Марк Шейдер (Савочкин) - страница 81

Мы привыкли считать, что мир вокруг нас будет оставаться неизменным, когда мы проснемся после долгого сна. Но сама «неизменность» зависит от того, что мы знаем о нем сейчас. И это знание подводит нас чаще, чем мы хотим. Гораздо чаще, чем вы думаете.

Кто ты?

Откуда ты?

Куда ты идешь?

Вы можете ответить на эти вопросы? А вы уверены, что в ваших ответах нет ошибки?

Великий немецкий канцлер – или как там называется их президент? – по имени Бисмарк одно время работал в России. Как-то раз его карета заехала в грязь, из которой лошади не могли ее вытянуть. Бисмарк начал нервничать, но кучер сказал одно слово, которое изменило судьбу мировой политики. Он сказал: «ничего». Конечно, он имел в виду, что ничего страшного не происходит, но бог его знает, как это слово понял великий немец. Ведь на то он и великий. Бисмарку так понравилось слово, что он сделал его своим девизом, написал на фамильном гербе и вытатуировал у себя на груди.

Ничего.

– Я могу увидеть этого шахтера? – спрашиваю я, протягивая Рустаму папку. Почему бы не познакомиться с парнем, который вызывает у меня чувство, странно похожее на дежавю?

– Конечно, – говорит Рустам. Конечно, этого шахтера можно увидеть. Нет ничего проще. Достаточно прийти на шахту в его смену.


На следующий день я стою перед старыми, обшарпанными воротами шахты и думаю о том, что пройдет еще лет триста, пока Советский Союз уйдет отсюда навсегда. Его ругали за непродуктивность, за низкую производительность, но вот таких обветшалых заводских ворот он – Советский Союз – изготовил огромное множество. Причем кажется, что он изготовлял их уже обшарпанными, потому что новеньких ворот шахты я не видел никогда. Еще он изготовил огромное количество покоробленного асфальта, панельных домов-хрущевок и серых, безвольных людей. Людей, которые живут в этих домах и работают за этими заборами.
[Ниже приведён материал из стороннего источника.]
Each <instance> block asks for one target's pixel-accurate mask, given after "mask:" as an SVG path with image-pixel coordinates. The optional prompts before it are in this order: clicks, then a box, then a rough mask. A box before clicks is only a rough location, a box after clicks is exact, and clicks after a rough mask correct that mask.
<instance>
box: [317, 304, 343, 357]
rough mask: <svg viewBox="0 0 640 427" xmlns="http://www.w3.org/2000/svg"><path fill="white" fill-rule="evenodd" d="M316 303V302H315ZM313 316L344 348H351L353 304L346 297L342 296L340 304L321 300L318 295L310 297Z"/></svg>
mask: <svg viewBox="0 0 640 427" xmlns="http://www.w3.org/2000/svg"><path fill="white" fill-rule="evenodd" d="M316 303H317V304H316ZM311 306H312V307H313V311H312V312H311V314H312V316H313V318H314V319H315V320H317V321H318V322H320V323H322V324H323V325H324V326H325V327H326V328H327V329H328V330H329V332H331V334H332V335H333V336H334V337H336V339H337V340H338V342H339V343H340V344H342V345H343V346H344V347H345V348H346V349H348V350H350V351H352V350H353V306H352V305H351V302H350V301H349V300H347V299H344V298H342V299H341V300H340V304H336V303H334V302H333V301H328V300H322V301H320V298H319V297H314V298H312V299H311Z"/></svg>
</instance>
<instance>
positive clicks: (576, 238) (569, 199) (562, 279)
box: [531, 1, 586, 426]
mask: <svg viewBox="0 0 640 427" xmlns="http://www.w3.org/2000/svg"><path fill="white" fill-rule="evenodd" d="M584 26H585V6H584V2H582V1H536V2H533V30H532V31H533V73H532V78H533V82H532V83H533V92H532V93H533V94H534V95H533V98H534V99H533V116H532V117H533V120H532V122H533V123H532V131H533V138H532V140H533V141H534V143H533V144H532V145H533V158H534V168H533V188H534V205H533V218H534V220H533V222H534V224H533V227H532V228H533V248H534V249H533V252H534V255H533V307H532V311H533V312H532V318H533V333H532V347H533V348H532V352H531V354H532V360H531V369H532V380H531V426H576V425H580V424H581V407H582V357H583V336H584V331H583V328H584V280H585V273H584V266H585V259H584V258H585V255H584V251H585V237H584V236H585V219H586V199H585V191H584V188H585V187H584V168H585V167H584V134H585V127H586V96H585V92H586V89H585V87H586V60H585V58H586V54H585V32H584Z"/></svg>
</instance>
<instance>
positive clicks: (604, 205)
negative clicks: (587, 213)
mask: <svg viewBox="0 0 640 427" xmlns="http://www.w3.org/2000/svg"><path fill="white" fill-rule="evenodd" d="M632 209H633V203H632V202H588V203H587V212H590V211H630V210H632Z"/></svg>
– Вот он, – говорит мне охранник и тычет корявым пальцем куда-то в общую массу выходящих после смены шахтеров.

– Николай Сергеевич? – Я догоняю его. – Николай Сергеевич?

Тот поворачивается.

В следующую секунду происходит что-то странное. Я узнаю его, совершенно точно. Эти большие улыбающиеся глаза, выдающиеся передние зубы, четкий подбородок, крупный кадык. Я уже видел его раньше. Где? Где? Где?

– Николай Сергеевич, можно с вами поговорить, две минуты? – Я открываю и сую ему в нос удостоверение.

«Где я мог его видеть? В Днепре, в Донецке, в Кривом Роге? Вообще, на Украине или нет?»

– Конечно. А что такое? Я что-то сделал?

«Может быть, в Москве? Или на юге, в Краснодаре, в Ростове, в Грозном – ГДЕ?»